The July budget deficit was $ 302.05 billion. This figure was surpassed only by the figures for February ($ 310 billion) and March ($ 600 billion).
There are 2 months left before the end of the fiscal year, and according to the latest Treasury report, the deficit for the year is $ 2.54 trillion.
Amounts going to the US Treasury fell sharply in July as the tax season drew to a close. Government revenues last month totaled $ 262.0 billion against $ 449.20 billion in June.
But Uncle Sam continues to spend money at an unimaginable rate. Government spending in July amounted to $ 564.05 billion.
The US government spent more than half a million dollars every month except for two (November and December). So far, total spending in 2021 has gone $ 5.86 trillion. Over the past 12 months, expenses have exceeded expenses for the period ending July 2019 by 55%.
Even without additional incentives, spending doesn’t seem to slow down much in the coming year. Congress is gearing up to pass a $ 1.2 trillion infrastructure bill, and Biden’s 2022 budget exceeds $ 3.5 trillion. Such a budget would lead the United States to the highest sustainable spending level since World War II.
As with any budget proposal, the reality is likely to be worse than forecasted. The government will almost certainly spend more than planned and tax revenue will fall short of expectations. This means that an even larger deficit will join the ever-growing public debt.
As of July 12, the national debt was $ 28.43 trillion. The debt is currently frozen at this level, but the suspension of the 2-year debt ceiling will end on July 31st. Congress is determined to tackle the debt ceiling, as a result of which the federal borrowing limit will be raised again. The government can hush up the topic with a ceiling, temporarily applying “emergency measures”. The Congressional Budget Office predicts that Uncle Sam’s money will run out this fall, probably in October or November.
According to the National Debt Clock, the ratio of debt to gross domestic product is 125.61%. And while many are oblivious to it, debt has consequences. An increase in government debt means a slowdown in economic growth. According to research results, the ratio of public debt to gross domestic product over 90% slows down economic growth by about 30%. This disproves the idea of ”spend now, think about debt later”, along with the popular claim today that “we can grow out of debt.”

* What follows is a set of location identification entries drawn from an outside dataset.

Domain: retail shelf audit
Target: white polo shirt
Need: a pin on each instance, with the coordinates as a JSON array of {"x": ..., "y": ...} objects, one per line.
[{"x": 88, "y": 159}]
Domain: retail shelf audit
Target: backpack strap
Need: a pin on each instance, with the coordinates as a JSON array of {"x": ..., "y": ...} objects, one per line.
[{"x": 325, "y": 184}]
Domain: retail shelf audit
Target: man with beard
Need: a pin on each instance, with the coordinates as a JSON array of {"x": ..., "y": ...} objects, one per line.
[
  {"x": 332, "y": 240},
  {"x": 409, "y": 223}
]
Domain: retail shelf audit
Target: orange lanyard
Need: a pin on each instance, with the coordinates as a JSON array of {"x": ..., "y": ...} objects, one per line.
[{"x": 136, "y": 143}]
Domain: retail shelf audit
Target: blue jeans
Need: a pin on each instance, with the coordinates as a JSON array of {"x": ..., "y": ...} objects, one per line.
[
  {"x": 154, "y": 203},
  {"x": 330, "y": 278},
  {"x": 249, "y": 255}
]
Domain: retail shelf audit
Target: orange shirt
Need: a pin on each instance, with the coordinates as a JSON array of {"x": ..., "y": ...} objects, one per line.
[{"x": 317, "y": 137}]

The growing deficit can be easily attributed to spending related to the pandemic, but, as mentioned, there are no signs that spending is about to slow down. This undermines any Fed plans to tighten monetary policy to combat inflationary pressures. As new federal spending approaches, the economy will need more monetary stimulus than ever, Peter Schiff pointed out.
How else will these fiscal incentives be paid? Where will the Treasury get the money for the $ 1.2 trillion infrastructure package? Where can we get the even bigger $ 3.5 trillion spending money that should follow? The answer lies in the Fed. While everyone is selling gold because they expect the Fed to cut back on asset purchases, the real threat is that the Fed will increase asset purchases.
The huge budget deficit will almost certainly persist for the foreseeable future. This means the government needs more borrowing, and the central bank will continue to keep its finger on the pulse of the bond market through asset purchases to make this possible. This means that there will be no tightening of the policy. Even if the Fed cuts back on purchases first, they are likely to rise again in the end. This is the only way to cover the huge deficit. The bottom line is that larger deficits lead to higher inflation.
Moreover, given the debt, the US economy will not be able to handle the high interest rates needed to curb price increases. The Federal Reserve raised interest rates slightly to 2.5% in 2018, and all hell began. The stock market crashed and the Fed was forced to return to easing monetary policy even before the coronavirus pandemic.